Christians also had to syncretize their religious beliefs with the practice of the pagan medical arts, so the hospital did not begin with a full-on acceptance of Greco-Roman medical practices. Christians regarded the practice of medicine as a virtue of charity, but they needed to marry their faith with medical practice. Basil aided in this union by responding to any detractors and doubters “that the Creator worked just as much through the visible world as he did through the unseen.” Another Cappadocian Father, who was Basil’s brother, St. Gregory of Nyssa, believed that the highest Christian virtue of charity belonged to physicians.

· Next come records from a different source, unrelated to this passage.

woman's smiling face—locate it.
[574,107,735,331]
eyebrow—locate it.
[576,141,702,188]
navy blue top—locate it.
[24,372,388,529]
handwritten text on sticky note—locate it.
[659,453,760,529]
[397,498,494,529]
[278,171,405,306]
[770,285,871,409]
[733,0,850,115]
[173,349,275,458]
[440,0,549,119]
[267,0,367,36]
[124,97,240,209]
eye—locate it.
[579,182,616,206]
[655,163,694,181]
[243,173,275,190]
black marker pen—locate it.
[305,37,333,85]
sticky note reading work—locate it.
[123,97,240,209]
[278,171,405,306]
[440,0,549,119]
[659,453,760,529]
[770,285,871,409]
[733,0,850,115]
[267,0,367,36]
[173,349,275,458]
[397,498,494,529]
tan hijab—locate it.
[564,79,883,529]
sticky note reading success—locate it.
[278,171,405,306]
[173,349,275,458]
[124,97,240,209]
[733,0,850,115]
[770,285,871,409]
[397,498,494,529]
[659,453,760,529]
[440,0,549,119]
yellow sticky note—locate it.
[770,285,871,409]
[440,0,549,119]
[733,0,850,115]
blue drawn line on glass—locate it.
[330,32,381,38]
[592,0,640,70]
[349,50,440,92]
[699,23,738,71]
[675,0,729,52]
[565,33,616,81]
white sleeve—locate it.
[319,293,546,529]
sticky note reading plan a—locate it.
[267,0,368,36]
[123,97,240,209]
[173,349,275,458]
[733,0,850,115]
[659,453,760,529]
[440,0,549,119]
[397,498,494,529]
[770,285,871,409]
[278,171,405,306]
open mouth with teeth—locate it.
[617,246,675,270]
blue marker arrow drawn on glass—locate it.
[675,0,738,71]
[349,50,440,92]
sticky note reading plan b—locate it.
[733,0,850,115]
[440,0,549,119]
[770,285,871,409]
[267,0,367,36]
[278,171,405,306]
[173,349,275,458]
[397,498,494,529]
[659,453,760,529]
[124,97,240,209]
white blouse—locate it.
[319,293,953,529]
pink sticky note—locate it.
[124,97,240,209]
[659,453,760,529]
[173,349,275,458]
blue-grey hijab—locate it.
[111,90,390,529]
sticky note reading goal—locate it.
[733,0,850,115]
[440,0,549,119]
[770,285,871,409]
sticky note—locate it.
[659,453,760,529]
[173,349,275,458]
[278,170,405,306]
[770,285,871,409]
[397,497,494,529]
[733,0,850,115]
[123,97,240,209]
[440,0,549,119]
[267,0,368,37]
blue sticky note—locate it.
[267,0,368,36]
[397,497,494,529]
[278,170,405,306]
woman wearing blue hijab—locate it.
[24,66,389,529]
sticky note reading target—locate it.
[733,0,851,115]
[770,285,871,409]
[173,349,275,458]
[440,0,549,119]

Though the city’s first existence was due to benevolent means, it was not limited to being a city for the sick, or even those traveling. Basil referred to the town as “the Church of the Hospital,” so it was also a place of worship in addition to religious instruction. Basil had written to Amphilochius, bishop of Iconium, urging him to travel to Basiliad for an annual religious festival in honor of the martyrs. In a few of his other letters, Basil portrayed the city as also a monastery, because sharing was the common modus operandi of the new town. Neither was the care that the city offered limited solely to people of the Christian faith. Basil had written that those who served in the hospices were to minister to the sick as if they were brothers and sisters of Christ. He also wrote that those ministering were to serve as if they were serving Christ himself—hearkening back to the words of Jesus from Matt. 25:35–40.

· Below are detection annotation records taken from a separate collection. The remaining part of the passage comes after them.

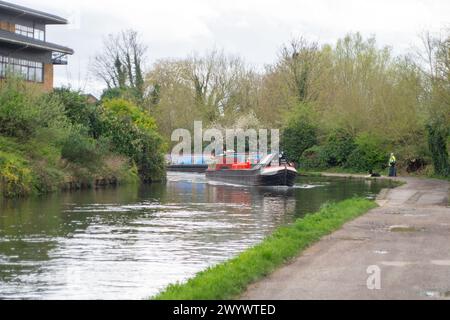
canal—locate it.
[0,174,391,299]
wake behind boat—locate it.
[206,154,298,187]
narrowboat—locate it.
[206,154,298,187]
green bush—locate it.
[0,78,67,140]
[103,99,165,182]
[0,150,34,198]
[299,146,328,169]
[347,133,389,172]
[52,88,102,139]
[61,126,104,169]
[427,121,450,177]
[323,130,357,167]
[282,105,318,163]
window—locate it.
[0,56,44,82]
[16,24,45,41]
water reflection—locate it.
[0,174,392,299]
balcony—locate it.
[52,52,67,66]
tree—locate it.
[419,32,450,176]
[93,30,148,101]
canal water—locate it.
[0,174,390,299]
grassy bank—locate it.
[153,199,376,300]
[0,78,165,198]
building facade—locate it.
[0,1,74,91]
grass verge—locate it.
[152,198,376,300]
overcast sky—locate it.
[9,0,450,94]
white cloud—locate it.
[12,0,450,92]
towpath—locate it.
[242,175,450,300]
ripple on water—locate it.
[0,174,394,299]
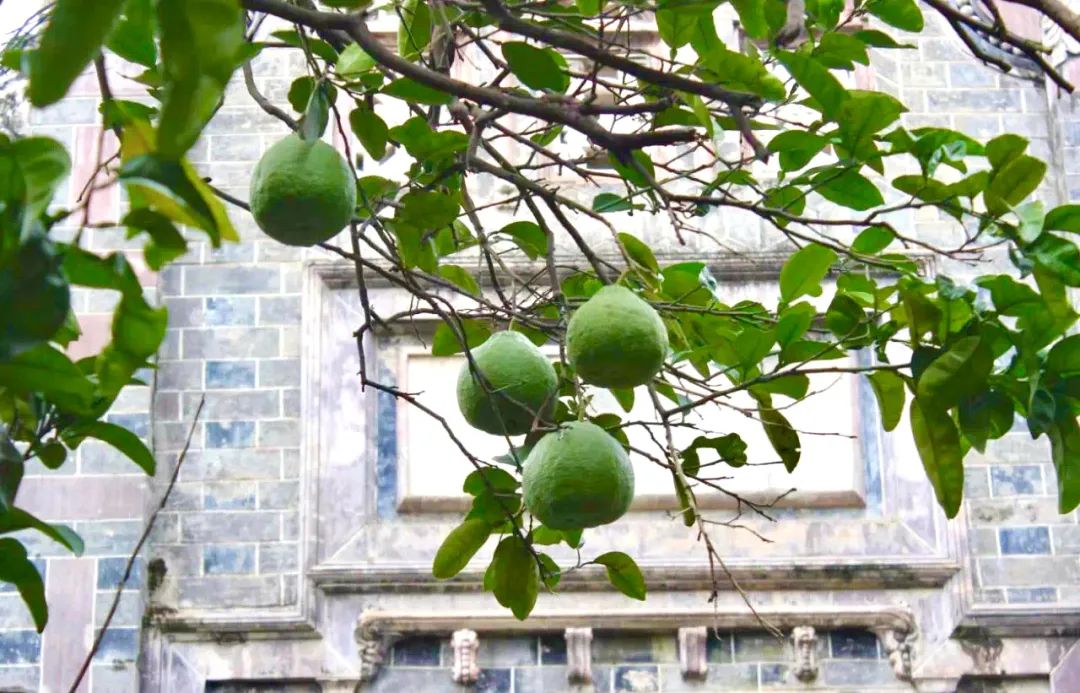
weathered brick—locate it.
[259,543,299,573]
[180,511,281,543]
[259,481,300,509]
[180,449,281,481]
[203,544,255,575]
[259,358,300,388]
[210,134,262,161]
[177,575,280,604]
[206,414,255,448]
[184,327,280,358]
[184,266,281,296]
[203,481,257,511]
[154,361,203,392]
[259,296,300,325]
[998,527,1050,556]
[183,390,281,421]
[205,297,255,325]
[206,361,253,390]
[977,556,1080,587]
[259,419,300,448]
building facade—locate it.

It is important to emphasize that the “newness” of Basil’s new city is not so much an institutional newness as it is an eschatological newness. That is, the Basiliad is not primarily a new kind of charitable institution, but rather a new set of relationships, a new social order that both anticipates and participates in the creation of “a new heaven and new earth where justice dwells” [2 Peter 3:13] present virus.  Let us never lose hope, in the spirit of St. Basil. Let us keep in mind this new heaven and new earth as we struggle to move through this present pandemic.  Above all, let us pray to St. Basil that he take care of us as he did the sick and poor of his day.  Through the prayers of our holy father St. Basil of Caesarea, Monk and Bishop, may Christ our true God care for and protect all of us during this difficult time.   Christ is Risen!  Indeed, He is Risen!